2. Objectivity and Fairness

  • Evaluate each submission solely on academic merit, clarity, contribution, and relevance to the conference.
  • Avoid any form of bias based on nationality, institutional affiliation, career stage, gender, or personal relationships.
  • Identify and declare potential conflicts of interest (e.g., collaborations with the authors, institutional ties, or competing projects). If in doubt, recuse yourself and inform the program committee immediately.
  • Strive for consistency: apply the same evaluation standards to all submissions.

3. Constructive Feedback

  • Provide comments that are specific, clear, and actionable. Authors should be able to use your feedback to strengthen their work.
  • Highlight positive aspects (e.g., novelty, methodological rigor, clear writing) as well as areas for improvement.
  • Avoid overly general statements (“unclear” or “not original”) without explanation. Instead, cite concrete sections or examples.
  • Be respectful in tone: reviews should support scholarly growth, especially for early-career researchers.

4. Review Structure

  • A well-structured review helps both the authors and the program committee. Please include:
  • Summary: Restate the paper’s contribution in your own words to demonstrate understanding.
  • Strengths: Identify innovative aspects, sound methods, or strong relevance to the field.
  • Weaknesses/Limitations: Note gaps, unclear arguments, methodological flaws, or missing literature.
  • Suggestions: Provide constructive recommendations (clarifications, additional references, methodological refinements).
  • Recommendation: Clearly indicate your overall judgment (accept, minor revision, major revision, reject) in line with conference criteria.

5. Professional Conduct

  • Use respectful and professional language in all communications.
  • Avoid comments that may be perceived as dismissive, sarcastic, or offensive.
  • Meet deadlines for submitting reviews; late reviews create unfair delays for authors.
  • Treat all authors equally, whether established researchers or first-time contributors.

6. Quality Standards

  • When assessing papers, reviewers should check whether they meet the conference’s standards of academic quality:
  • Originality and novelty: Does the paper offer a fresh idea, perspective, or application?
  • Relevance: Is the paper aligned with the themes and scope of the conference?
  • Significance: Does it advance theoretical understanding, practical applications, or both?
  • Methodological soundness: Are the methods appropriate, transparent, and replicable?
  • Clarity of writing: Is the paper well-structured, clearly written, and accessible to its intended audience?
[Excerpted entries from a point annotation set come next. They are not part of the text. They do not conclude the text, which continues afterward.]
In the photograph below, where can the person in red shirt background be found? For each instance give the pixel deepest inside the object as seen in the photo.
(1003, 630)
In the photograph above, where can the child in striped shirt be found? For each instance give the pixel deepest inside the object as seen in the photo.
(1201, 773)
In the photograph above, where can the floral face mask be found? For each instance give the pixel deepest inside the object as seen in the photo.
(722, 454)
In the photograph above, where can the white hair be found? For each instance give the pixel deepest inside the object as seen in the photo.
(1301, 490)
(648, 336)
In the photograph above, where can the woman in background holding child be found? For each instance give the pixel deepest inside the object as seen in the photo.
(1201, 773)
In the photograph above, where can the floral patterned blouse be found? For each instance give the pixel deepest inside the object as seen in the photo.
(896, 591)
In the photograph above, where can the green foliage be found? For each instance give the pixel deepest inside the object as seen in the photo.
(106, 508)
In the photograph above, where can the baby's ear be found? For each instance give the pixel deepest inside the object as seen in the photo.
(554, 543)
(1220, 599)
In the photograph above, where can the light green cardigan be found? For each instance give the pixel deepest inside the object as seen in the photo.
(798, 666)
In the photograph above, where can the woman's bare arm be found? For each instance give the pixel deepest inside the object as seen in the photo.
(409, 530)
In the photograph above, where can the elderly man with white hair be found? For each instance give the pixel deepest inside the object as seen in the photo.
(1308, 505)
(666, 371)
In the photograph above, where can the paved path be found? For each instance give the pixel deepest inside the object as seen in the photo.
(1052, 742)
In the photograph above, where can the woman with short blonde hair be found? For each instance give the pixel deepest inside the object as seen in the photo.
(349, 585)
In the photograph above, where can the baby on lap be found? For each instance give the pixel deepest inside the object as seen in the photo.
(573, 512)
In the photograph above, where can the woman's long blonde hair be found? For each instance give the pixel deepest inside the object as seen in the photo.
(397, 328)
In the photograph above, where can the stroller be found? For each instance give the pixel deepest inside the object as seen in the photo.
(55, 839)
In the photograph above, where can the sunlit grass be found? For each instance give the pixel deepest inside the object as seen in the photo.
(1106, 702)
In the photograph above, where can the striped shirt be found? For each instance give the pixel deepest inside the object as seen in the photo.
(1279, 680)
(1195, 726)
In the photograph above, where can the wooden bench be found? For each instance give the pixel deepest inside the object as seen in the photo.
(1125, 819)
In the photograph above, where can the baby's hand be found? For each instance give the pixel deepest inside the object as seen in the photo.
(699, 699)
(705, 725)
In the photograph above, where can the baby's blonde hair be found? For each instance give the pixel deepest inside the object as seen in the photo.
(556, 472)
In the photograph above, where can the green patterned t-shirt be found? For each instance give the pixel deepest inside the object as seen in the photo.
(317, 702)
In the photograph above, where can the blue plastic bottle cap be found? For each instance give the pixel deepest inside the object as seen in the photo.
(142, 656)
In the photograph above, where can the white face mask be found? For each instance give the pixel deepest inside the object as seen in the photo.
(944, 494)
7. Responsible Use of AI Tools

  • The rise of artificial intelligence has introduced new possibilities but also new responsibilities in the peer-review process. Reviewers are expected to:
  • Not delegate the review to AI tools: Automated systems must not replace the reviewer’s own judgment, expertise, or responsibility.
  • Permissible support: Reviewers may use AI tools to check grammar, improve readability of their own review text, or quickly search for references—provided that the final evaluation remains their own.
  • Prohibited practices: Submitting AI-generated reviews, copying summaries from AI tools without verification, or inputting confidential manuscripts into public AI systems is strictly forbidden.
  • Transparency: If an AI tool is used to support minor tasks (e.g., improving phrasing of the review text), it should not compromise confidentiality and should be acknowledged to the program committee if relevant.
  • Ethical responsibility: Human reviewers remain fully accountable for the quality, accuracy, and integrity of their reviews, regardless of whether AI assistance is used.

8. Commitment to Scholarly Integrity

By accepting an invitation to review, reviewers affirm their commitment to uphold the highest standards of academic integrity, fairness, and respect. Each review contributes not only to the conference but also to the advancement of knowledge within the broader community.